Board of Supervisors shuts down home design committee

In a rare move indicative of the level of community agitation surrounding the issue, the Board of Supervisors on Tuesday voted to immediately disband a committee that oversaw new home design guidelines in the hills above Redwood City

The emergency vote, approved 5-0, temporarily disbanded the controversy-marred Emerald Hills Design Review Committee, made-up of three appointees chosen by supervisors. By declaring an emergency, supervisors were able to disband the committee at once, rather than wait for several weeks.

The vote came after hundreds of neighborhood homeowners — with the support of the community representative on the committee, Nancy Mangini — complained in recent months that the current guidelines have stalled dozens of projects and led to micromanaging of new home construction, including dictating what color a house can be painted.

“This is a blatant example of a small vocal minority being able to falsely claim the support of the majority and getting their policies implemented by government,” Mangini said of the guidelines.

Appealing for cooler heads, supervisors declared the next few weeks an “opportunity to back away and regroup.”

Supervisors hope to reform the review committee after meeting with the various factions early next year. The Emerald Hills Design Review Committee is just one of about six such committees in the county, and the only one to face recent controversy, officials said.

“The committee has been torn apart by this design review process,” Emerald Hills property owner Lorraine Rumley said.
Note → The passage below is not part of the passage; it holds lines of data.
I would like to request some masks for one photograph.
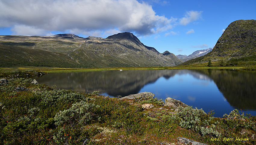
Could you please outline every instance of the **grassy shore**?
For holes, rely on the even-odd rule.
[[[168,145],[179,137],[208,144],[256,143],[256,116],[237,110],[221,118],[190,107],[175,110],[155,98],[121,101],[97,92],[56,90],[31,84],[27,74],[43,72],[26,70],[0,72],[8,81],[0,86],[1,144]],[[154,107],[143,109],[145,103]]]

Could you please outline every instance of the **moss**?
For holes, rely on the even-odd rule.
[[[1,144],[168,144],[182,137],[208,144],[232,144],[241,143],[211,140],[256,134],[256,117],[237,110],[223,119],[191,107],[173,113],[167,107],[159,109],[162,102],[157,98],[130,104],[116,98],[31,85],[27,78],[12,79],[1,86]],[[13,91],[18,85],[29,90]],[[142,103],[156,105],[143,109]],[[241,134],[242,130],[247,133]],[[245,142],[255,143],[252,139]]]

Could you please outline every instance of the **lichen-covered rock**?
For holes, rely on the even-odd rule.
[[[188,106],[180,100],[173,99],[171,98],[167,98],[165,99],[165,103],[164,106],[169,107],[172,107],[176,108],[179,106],[186,107]]]
[[[193,140],[188,139],[185,137],[179,137],[178,138],[178,144],[183,144],[184,145],[191,144],[192,145],[208,145],[203,143],[195,141]]]
[[[130,95],[121,98],[119,100],[124,99],[133,99],[138,100],[146,100],[148,99],[153,98],[155,94],[151,92],[142,92],[136,94]]]
[[[28,90],[29,90],[28,89],[20,86],[17,87],[17,88],[14,89],[14,91],[27,91]]]
[[[154,107],[154,105],[151,104],[145,104],[141,106],[143,109],[150,109]]]
[[[4,84],[7,85],[8,84],[8,81],[5,79],[0,79],[0,85]]]
[[[31,82],[31,83],[36,85],[38,84],[38,82],[37,82],[37,81],[36,81],[36,80],[35,79],[34,79],[34,80],[33,80],[33,81]]]

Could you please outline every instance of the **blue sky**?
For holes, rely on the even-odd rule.
[[[188,55],[213,47],[232,22],[256,20],[255,7],[254,0],[0,0],[0,35],[128,32],[161,53]]]

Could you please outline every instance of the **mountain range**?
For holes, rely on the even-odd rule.
[[[174,66],[183,61],[126,32],[104,39],[72,34],[50,36],[0,35],[0,66],[68,68]]]
[[[190,59],[203,56],[210,52],[212,50],[212,48],[209,48],[206,49],[197,50],[189,56],[179,54],[176,56],[181,60],[184,62],[186,62]]]
[[[256,20],[240,20],[229,25],[211,52],[180,65],[205,62],[209,59],[224,62],[232,60],[255,62],[255,58]]]

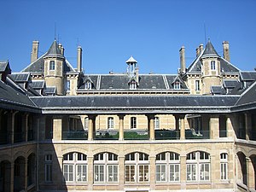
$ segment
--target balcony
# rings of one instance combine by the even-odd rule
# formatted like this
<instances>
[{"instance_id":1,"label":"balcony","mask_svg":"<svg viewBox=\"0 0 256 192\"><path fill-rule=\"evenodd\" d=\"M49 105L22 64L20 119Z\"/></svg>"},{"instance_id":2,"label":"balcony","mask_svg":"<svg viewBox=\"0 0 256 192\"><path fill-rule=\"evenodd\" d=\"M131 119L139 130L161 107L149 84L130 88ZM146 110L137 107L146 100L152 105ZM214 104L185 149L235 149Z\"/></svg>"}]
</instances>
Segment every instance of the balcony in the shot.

Rumley, also a Sequoia Union High School trustee, criticized the guidelines for deteriorating into a matter of “personal style,” saying she supported supervisors’ decision to split up the group.

Emerald Hills Homeowners Association members also applauded the dismantling of the committee. “We think that the existing [design review committee] was clearly dysfunctional,” said Milo Medin, an association board member for the last two years. “We want a working [committee] that implements the guidelines in an open, quick and consistent manner.”

To prevent a backlog of delays, county planning staff will take on the responsibility of reviewing new home designs to ensure they conform to the neighborhood guidelines for the time being, officials said. Decisions by the staff will be appealable to the county Planning Commission, then the Board of Supervisors as necessary, Supervisor Rich Gordon said.